"No, I tell you. I forbid you to say so. . . . I won't hear any more about it. It's ended, ended."
"It's ended," Annette repeated.
They went back along the road bathed in the light of the moon, overjoyed at having recovered each other. Suddenly Sylvie halted, and, shaking her fist at the moon, she cried:
"Oh! the beast! . . . He'll pay me for it!"
And, as youth never loses its rights, she burst out laughing at her malediction.
"But do you know what we are going to do?" Sylvie continued spitefully. "We are going to pack as soon as we get back, and to-morrow, to-morrow morning, we'll be off by the first post. When he comes to the table at luncheon time, he'll find no one. . . . The birds will have flown! . . . Oh! . . . and then . . ." (she burst out laughing) "I made a date with him for about ten o'clock, in the woods up there. . . . He'll be running after me all morning. . . ."
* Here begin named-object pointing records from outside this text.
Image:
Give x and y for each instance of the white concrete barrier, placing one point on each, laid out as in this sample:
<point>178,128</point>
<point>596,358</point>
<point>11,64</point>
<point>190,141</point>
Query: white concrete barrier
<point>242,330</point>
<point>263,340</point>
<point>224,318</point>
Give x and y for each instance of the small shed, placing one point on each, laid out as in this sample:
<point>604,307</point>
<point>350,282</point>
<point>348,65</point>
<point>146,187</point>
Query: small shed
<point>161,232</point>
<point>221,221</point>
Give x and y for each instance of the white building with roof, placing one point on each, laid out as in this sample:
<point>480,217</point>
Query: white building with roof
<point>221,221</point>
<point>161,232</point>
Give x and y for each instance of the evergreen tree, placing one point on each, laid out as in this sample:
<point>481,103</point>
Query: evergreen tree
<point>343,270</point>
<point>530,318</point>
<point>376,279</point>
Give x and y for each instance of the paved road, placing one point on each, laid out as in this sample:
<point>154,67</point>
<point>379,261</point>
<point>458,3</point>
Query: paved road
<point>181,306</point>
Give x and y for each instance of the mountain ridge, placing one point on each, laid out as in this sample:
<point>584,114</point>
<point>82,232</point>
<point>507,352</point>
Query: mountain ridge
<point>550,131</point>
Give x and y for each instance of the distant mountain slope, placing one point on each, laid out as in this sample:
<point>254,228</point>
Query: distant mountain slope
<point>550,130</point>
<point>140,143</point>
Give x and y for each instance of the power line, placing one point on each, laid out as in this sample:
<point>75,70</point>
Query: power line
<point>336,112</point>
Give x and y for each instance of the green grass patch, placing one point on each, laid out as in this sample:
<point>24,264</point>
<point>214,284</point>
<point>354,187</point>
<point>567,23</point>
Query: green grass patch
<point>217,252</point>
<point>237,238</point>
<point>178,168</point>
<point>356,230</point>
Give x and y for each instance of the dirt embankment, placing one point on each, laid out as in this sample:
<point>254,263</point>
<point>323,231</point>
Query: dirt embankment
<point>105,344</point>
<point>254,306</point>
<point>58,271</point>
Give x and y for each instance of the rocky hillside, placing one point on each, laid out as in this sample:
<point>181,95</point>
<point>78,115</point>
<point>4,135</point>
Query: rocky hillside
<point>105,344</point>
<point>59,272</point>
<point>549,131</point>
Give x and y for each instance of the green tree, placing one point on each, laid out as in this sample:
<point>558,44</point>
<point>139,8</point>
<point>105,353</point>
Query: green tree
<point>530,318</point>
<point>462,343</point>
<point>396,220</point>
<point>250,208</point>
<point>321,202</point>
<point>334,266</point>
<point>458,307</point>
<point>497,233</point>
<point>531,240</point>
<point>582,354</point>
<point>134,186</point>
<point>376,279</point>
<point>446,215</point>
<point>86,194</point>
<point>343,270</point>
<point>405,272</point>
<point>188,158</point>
She laughed more heartily than ever; and so did Annette. The spectacle of Tullio, disappointed and furious, seemed so amusing to them. The two madcaps! Already their sufferings were far away.
"Just the same," observed Annette, "it's not very nice, dear, to compromise yourself like that."
"Piffle! What's that to me?" replied Sylvie. "I don't matter. . . . Yes," she went on, taking a passing nip at Annette's hand that was patting her ear, "I should be more careful now that I'm your sister. . . . I will be, I promise you. . . . But you, my dear, you know that you weren't so much more careful."
"No, that's true," answered Annette contritely. "And I was afraid at times that I might be still less so. . . . Oh!" she exclaimed, pressing closer to her sister, "how strange the heart is! One never, never knows when it's going to rise up inside you and carry you away . . . whither?"